He has also suggested that black Americans have a lower average IQ than white Americans.
The comments were condemned by Johnson’s opponents, as well as some allies.
Lawmaker Caroline Nokes, a member of Johnson’s Conservative Party who chairs Parliament’s Women and Equalities Committee, tweeted: “Cannot believe No 10 has refused to comment on Andrew Sabisky. I don’t know him from a bar of soap, but don’t think we’d get on ... must be no place in government for the views he’s expressed.”
Scottish First Minister Nicola Sturgeon said Johnson’s government needed “to get a grip fast and demonstrate some basic but fundamental values in the terms of our public debate.”
On Twitter, Sabisky accused critics of “selective quoting” and said “I signed up to do real work, not be in the middle of a giant character assassination.”
“The media hysteria about my old stuff online is mad but I wanted to help (the government) not be a distraction. Accordingly I’ve decided to resign as a contractor,” he wrote.
Earlier Monday a spokesman for Johnson declined to discuss Sabisky’s role in Downing Street, saying “I’m not going to be commenting on individual appointments.”
Spokesman Jamie Davies also refused to say whether the prime minister agreed with Sabisky’s views, which critics say amount to support for eugenics, the now-discredited movement to improve the human race through selective reproduction.
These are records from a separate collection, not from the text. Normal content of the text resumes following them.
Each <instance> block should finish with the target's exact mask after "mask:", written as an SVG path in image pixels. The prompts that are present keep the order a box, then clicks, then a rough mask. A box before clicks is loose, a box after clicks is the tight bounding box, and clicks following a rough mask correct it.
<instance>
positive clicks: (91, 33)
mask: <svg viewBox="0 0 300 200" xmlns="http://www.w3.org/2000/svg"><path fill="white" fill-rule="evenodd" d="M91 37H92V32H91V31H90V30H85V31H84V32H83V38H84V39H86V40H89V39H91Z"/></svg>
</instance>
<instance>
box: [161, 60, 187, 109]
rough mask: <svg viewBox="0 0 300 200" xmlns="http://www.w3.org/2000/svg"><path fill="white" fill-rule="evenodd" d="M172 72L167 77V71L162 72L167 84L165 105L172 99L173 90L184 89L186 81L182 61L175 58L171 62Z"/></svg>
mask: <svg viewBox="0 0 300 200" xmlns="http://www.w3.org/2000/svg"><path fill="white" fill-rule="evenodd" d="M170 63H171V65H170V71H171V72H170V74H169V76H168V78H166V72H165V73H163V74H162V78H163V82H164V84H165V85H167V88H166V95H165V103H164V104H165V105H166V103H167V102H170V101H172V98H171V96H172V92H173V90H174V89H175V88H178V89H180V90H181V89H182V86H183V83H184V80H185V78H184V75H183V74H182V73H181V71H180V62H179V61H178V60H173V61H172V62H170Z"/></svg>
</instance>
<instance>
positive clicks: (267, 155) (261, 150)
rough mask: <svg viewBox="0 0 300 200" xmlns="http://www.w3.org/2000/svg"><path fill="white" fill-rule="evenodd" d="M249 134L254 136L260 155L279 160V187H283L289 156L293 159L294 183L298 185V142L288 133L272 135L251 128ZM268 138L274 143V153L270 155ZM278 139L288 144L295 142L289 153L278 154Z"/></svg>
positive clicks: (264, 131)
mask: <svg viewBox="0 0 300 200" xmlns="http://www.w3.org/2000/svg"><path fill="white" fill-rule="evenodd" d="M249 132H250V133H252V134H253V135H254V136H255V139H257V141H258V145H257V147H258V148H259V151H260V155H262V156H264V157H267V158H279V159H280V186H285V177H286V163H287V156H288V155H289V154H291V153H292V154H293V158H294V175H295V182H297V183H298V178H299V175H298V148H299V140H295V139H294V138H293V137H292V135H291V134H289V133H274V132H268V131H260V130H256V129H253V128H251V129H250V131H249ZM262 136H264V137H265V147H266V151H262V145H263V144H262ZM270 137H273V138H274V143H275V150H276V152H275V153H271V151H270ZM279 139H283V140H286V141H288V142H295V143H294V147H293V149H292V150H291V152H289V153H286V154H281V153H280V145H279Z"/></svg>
“The prime minister’s views on a range of subjects are well publicized and documented,” Davies said.
Johnson has his own record of offensive comments. He has called Papua New Guineans “cannibals,” referred to people in Commonwealth countries with the offensive term “picaninnies” and said the children of single mothers were “ignorant, aggressive and illegitimate.”
The episode is the latest controversy connected to Cummings, a self-styled political disrupter who helped mastermind the successful Vote Leave campaign in Britain’s 2016 European Union membership referendum. He took up his powerful role as Downing Street adviser after Johnson became prime minister in July.
Last month, Cummings put out a call on his blog for “super talented weirdos” to join the government and expand its roster of talent.
“We need some true wild cards, artists, people who never went to university and fought their way out of an appalling hell hole, weirdos,” he wrote.